Au micro de Matin Première, la ministre des Entreprises publiques a affirmé qu’elle avait découvert les problèmes de bpost dans les médias, arguant qu’elle ne suivait pas le fonctionnement de l’entreprise au quotidien. « Petra De Sutter a raison sur ce point-là » avance Marie Goransson (ULB), qui a notamment publié des travaux sur la responsabilisation des hauts fonctionnaires. « La ministre n’a la tutelle que sur les activités publiques de bpost, définies dans le contrat de gestion. C’est le conseil d’administration qui endosse la responsabilité des activités commerciales ».

« Si l’entreprise a obtenu le marché du fait de ses relations privilégiées avec le gouvernement, alors il y a un problème »

Marie Goransson

Les pratiques de bpost séparent-elles bien ce qui relève du privé de ce qui relève du public ? Des voix s’élèvent pour dénoncer le comportement de l’entreprise postale, qui ferait passer ses intérêts privés avant ses missions de service public. Le dossier de la concession des journaux et magazines reste au centre des interrogations. « Si bpost a obtenu le marché après un appel d’offres au vu de ses tarifs concurrentiels, tout va bien, indique Marie Goransson. Si l’entreprise a obtenu le marché du fait de ses relations privilégiées avec le gouvernement, alors il y a un problème. Surtout si cela coûte de l’argent au contribuable belge ».

bpost, payé grassement par le gouvernement ?

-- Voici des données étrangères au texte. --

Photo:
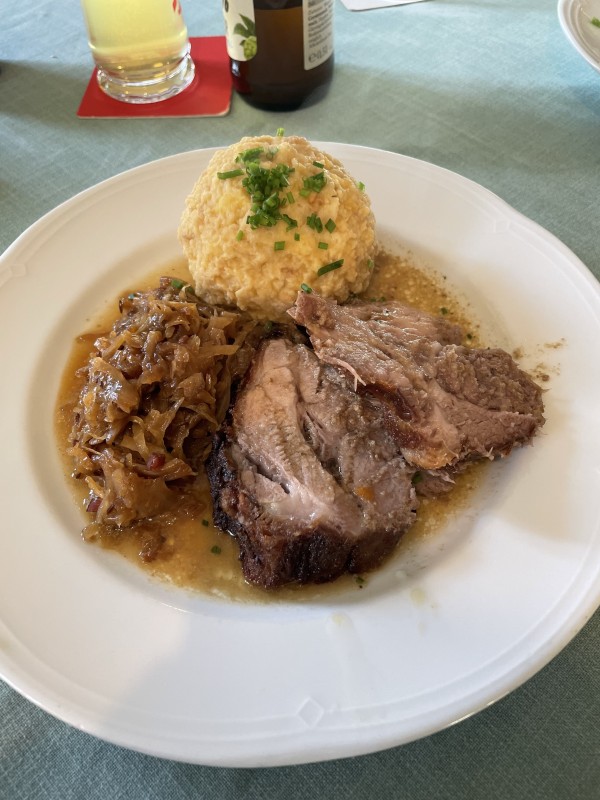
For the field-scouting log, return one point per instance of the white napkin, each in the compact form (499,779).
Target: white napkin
(364,5)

Les récentes révélations font pencher la balance du côté de la deuxième option, puisqu’un des deux membres du cabinet De Sutter payé par bpost a travaillé sur la concession des journaux. Un service pour lequel l’Etat verse 125 millions d’euros par an à l’entreprise postale depuis 2022. Nos confrères du Soir rappellent qu’auparavant, le contrat de gestion définissait un montant plutôt autour des 90 millions d’euros.

D’aucuns estiment que les arguments avancés par Petra De Sutter tiennent la route. La défense de la ministre devrait lui permettre de rester en place, alors qu’elle a passé l’épreuve des questions en commission. Le ministre de l’Economie Pierre-Yves Dermagne (PS), mis en cause dans le dossier de la concession des journaux, ne peut pas en dire autant. Cela va chauffer du côté de son cabinet dans les prochains jours, confesse un membre du gouvernement.